How to filter columns using flow variables?

gcincilla · December 2, 2014, 11:12am

Hi guys,

I'm facing a problem while doing something straightforward in theory. I want to filter out from a certain data table one column which name is defined in a flow variable using the column filter node.

To do this I'm manually selecting a dummy column to exclude, in the column filter tab of the node, and then I select the flow variable with the name of the real column to exclude in the excluded_name → 0 drop down menu of the flow variables tab. Anyway this does not filter out any column from my data table. I'm quite sure I'm doing something wrong. Can you please point me out what it is? An example workflow is attached.

Thanks,

Gio

test_colfilt_flowvar.zip

Marlin · December 2, 2014, 11:28am

I never got filtering by flow variable to work this way. Instead, I use the Wildcard/Regex Selection option where I use a flow variable as the pattern in the field name_pattern/pattern. To select multiple Columns select Regular Expression and concat the names with a "|" in between (GroupBy can do that for you), and to invert the selection use a Splitter instead.

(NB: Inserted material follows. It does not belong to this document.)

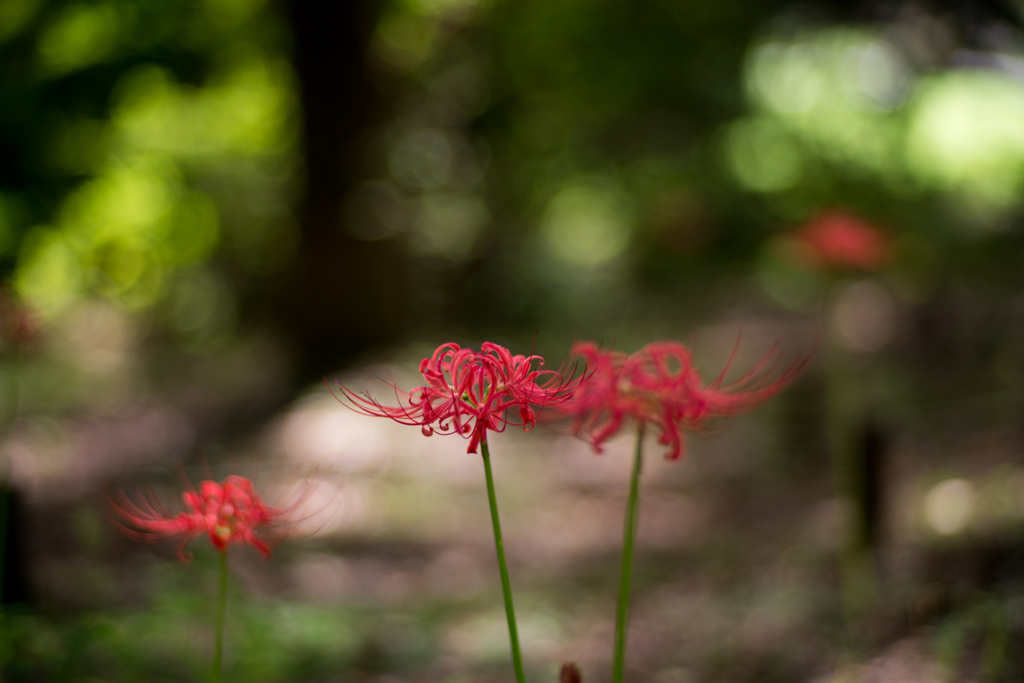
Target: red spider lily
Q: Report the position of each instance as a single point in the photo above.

Marlin · December 2, 2014, 1:04pm

I wasn't happy with not being able to get it to work without regular expressions. After some testing it seems both the content of the flow variable and the name of the flow variable have to be the name of the selected column.

I'd say it's a bug. Not a major one, though, because even without, this way to filter columns is just awkward.

gcincilla · December 2, 2014, 3:40pm

Hi Marlin,

Thank you for you suggestion. I already managed to solve the problem using a regex in a column splitter node, as you suggested in your first answer. Anyway it seems strange to me that it is not possible doing that in the original way I meant to do it. Can it be a BUG?

To what deals with the fact that “the flow variable and the name of the flow variable have to be the name of the selected column” I cannot manage make it work in that way. Moreover that would be useless as normally you want to use flow variables to generalize part of the workflow.

Thank you anyway,

Gio

Marlin · December 3, 2014, 7:33am

Well I just played around yesterday and that seemed to be the pattern. I just tried it again and now it seems I may "only" have triggered some strange interaction between this and the Enforce inclusion/Enforce exclusion.

My newest guess is that flow variables as inclusion seem to work as an "also, include ..." if exclusion is forced, and as a replacement if inclusion is forced, while variables as exclusion seem to do nothing if inclusion is forced and to push the column they replaced to the inclusion list while not affecting the column they name. But I may be wrong again. In short: It's a mess.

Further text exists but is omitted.